El encuentro comenzó con intensidad desde los primeros minutos. Monterrey golpeó primero al minuto 8 gracias a Jorge Rodríguez, quien aprovechó una jugada bien elaborada para adelantar a los Rayados y meter presión total en la serie.
Con ese gol, Monterrey igualaba el global momentáneamente, obligando a Cruz Azul a reaccionar rápidamente para evitar una eliminación dolorosa en casa.
Durante el resto del primer tiempo, Cruz Azul intentó recuperar el control del partido, pero se encontró con un rival sólido defensivamente y peligroso al contragolpe. La tensión aumentaba con cada minuto, reflejando lo mucho que estaba en juego.

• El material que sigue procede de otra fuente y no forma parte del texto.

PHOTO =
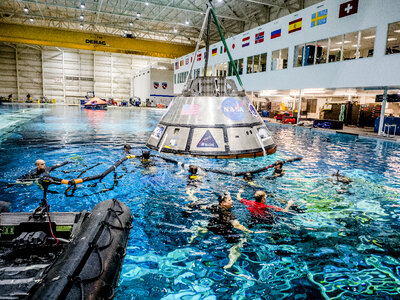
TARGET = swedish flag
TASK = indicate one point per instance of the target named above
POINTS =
(319, 18)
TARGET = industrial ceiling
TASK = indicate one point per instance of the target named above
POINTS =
(176, 21)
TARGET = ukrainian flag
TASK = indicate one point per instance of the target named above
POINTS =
(319, 18)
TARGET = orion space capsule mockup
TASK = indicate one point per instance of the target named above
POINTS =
(212, 118)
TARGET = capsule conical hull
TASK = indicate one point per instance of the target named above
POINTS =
(222, 123)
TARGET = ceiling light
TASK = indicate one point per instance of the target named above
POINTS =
(268, 93)
(313, 91)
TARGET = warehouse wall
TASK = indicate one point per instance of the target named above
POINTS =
(67, 74)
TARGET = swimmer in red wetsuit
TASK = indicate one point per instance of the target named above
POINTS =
(261, 212)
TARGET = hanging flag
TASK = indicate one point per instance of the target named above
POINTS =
(295, 25)
(319, 18)
(275, 33)
(348, 8)
(259, 37)
(245, 41)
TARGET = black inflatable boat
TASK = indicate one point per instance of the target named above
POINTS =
(78, 257)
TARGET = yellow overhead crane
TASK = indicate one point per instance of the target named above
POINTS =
(90, 41)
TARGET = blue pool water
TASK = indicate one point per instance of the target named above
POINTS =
(345, 246)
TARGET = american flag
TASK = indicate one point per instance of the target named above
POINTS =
(260, 37)
(245, 41)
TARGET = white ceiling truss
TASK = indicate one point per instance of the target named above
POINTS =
(176, 21)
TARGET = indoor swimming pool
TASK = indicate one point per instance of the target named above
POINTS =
(344, 245)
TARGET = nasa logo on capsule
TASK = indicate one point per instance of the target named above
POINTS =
(233, 109)
(252, 110)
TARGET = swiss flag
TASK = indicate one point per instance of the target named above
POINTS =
(348, 8)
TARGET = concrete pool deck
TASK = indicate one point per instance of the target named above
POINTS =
(365, 132)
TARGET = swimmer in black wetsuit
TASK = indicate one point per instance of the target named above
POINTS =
(224, 222)
(40, 171)
(147, 162)
(278, 170)
(341, 178)
(127, 149)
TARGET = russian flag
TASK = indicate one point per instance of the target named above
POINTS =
(259, 37)
(245, 41)
(275, 34)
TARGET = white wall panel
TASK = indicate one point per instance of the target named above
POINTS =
(8, 74)
(67, 73)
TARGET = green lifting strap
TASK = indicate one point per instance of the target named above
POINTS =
(226, 47)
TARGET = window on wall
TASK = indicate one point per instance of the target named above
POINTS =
(224, 68)
(322, 49)
(312, 106)
(393, 38)
(263, 62)
(256, 64)
(298, 55)
(279, 59)
(240, 66)
(250, 65)
(309, 54)
(350, 45)
(335, 48)
(367, 42)
(196, 73)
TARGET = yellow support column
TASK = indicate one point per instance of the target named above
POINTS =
(90, 41)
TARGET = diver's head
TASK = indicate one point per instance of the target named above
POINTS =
(146, 154)
(260, 196)
(248, 176)
(225, 200)
(127, 148)
(193, 169)
(40, 164)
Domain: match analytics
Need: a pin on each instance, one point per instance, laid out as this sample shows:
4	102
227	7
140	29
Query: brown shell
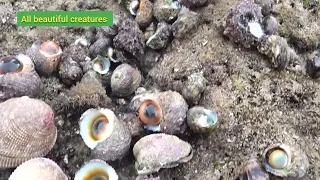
27	130
38	169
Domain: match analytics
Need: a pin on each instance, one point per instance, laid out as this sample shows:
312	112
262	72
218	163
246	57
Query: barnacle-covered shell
284	160
70	71
313	64
161	37
38	169
166	10
173	111
46	57
96	169
101	131
18	77
125	80
100	47
193	88
129	38
157	151
243	24
145	16
253	170
202	120
101	64
27	130
278	50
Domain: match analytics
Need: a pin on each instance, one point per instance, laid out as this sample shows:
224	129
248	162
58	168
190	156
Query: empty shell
27	130
96	169
38	169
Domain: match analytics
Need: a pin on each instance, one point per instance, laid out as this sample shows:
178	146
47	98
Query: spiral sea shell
27	130
108	137
286	161
18	77
38	169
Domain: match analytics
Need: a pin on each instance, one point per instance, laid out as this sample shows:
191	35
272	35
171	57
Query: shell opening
16	64
209	118
134	7
96	125
277	158
96	170
101	65
49	48
112	55
150	112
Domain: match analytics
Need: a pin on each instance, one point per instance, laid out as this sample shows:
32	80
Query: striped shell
27	130
38	169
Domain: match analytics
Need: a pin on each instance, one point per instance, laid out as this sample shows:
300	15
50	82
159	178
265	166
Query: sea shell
46	57
38	169
125	80
168	106
313	64
286	161
101	131
96	169
27	130
244	24
253	170
166	10
18	77
157	151
278	50
101	65
144	16
202	120
161	37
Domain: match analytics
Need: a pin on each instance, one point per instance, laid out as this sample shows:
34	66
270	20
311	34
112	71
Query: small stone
187	20
162	36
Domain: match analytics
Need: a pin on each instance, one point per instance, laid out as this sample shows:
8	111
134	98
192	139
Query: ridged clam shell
27	130
38	169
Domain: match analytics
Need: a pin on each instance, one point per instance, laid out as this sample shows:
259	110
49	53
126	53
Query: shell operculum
278	160
96	125
16	64
101	64
112	55
48	48
96	169
134	7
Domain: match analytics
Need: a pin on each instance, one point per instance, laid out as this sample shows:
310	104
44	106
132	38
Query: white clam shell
38	169
86	121
96	165
27	130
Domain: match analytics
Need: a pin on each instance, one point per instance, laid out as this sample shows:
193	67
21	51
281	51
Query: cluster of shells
28	122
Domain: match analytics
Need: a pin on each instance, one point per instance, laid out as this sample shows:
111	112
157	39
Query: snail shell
202	120
125	80
46	57
27	130
96	169
283	160
101	131
253	170
162	112
38	169
18	78
277	48
157	151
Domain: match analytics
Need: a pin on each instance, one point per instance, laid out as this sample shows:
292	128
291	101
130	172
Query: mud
257	105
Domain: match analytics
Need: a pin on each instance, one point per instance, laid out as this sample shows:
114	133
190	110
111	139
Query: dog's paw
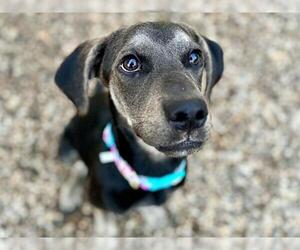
72	191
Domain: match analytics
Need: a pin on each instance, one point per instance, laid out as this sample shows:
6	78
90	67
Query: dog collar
146	183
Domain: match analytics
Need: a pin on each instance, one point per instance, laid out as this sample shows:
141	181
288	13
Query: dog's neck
143	158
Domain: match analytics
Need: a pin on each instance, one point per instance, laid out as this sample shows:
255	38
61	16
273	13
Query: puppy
149	110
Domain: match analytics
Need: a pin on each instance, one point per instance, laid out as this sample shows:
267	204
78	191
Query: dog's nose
186	115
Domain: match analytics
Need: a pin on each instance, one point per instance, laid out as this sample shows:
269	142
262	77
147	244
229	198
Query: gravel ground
246	180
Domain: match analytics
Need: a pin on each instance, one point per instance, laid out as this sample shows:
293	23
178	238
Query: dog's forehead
171	37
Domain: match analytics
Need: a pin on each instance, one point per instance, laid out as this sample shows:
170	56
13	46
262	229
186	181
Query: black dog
158	78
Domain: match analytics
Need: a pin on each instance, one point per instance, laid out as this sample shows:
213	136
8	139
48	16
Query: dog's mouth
185	146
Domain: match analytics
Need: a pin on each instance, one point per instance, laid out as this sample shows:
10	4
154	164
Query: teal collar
146	183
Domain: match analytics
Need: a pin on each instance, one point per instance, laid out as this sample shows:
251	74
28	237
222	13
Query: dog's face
159	76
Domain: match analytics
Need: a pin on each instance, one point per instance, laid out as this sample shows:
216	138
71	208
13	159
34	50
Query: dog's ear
82	65
214	64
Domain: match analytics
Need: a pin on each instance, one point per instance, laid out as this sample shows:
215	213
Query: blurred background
245	181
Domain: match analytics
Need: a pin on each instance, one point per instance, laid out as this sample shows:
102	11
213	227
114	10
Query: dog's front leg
71	192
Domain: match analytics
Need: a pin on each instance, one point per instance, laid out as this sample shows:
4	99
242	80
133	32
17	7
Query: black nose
187	114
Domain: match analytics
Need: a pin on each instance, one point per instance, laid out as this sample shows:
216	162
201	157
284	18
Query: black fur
163	79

El segundo tiempo trajo consigo la respuesta esperada por la afición celeste. Apenas iniciado el complemento, al minuto 46, José Paradela apareció con un gol determinante que devolvía la ventaja global a Cruz Azul. Este tanto fue clave para cambiar la dinámica emocional del partido.
A partir de ese momento, Cruz Azul mostró mayor solidez, manejando los tiempos del partido y neutralizando los intentos ofensivos de Monterrey, que luchó hasta el final en busca del gol que forzara la prórroga.
Sin embargo, la defensa celeste resistió con firmeza y logró mantener el empate 1-1 hasta el pitazo final, asegurando así su clasificación con marcador global de 4-3 en una serie que exigió carácter, concentración y temple competitivo.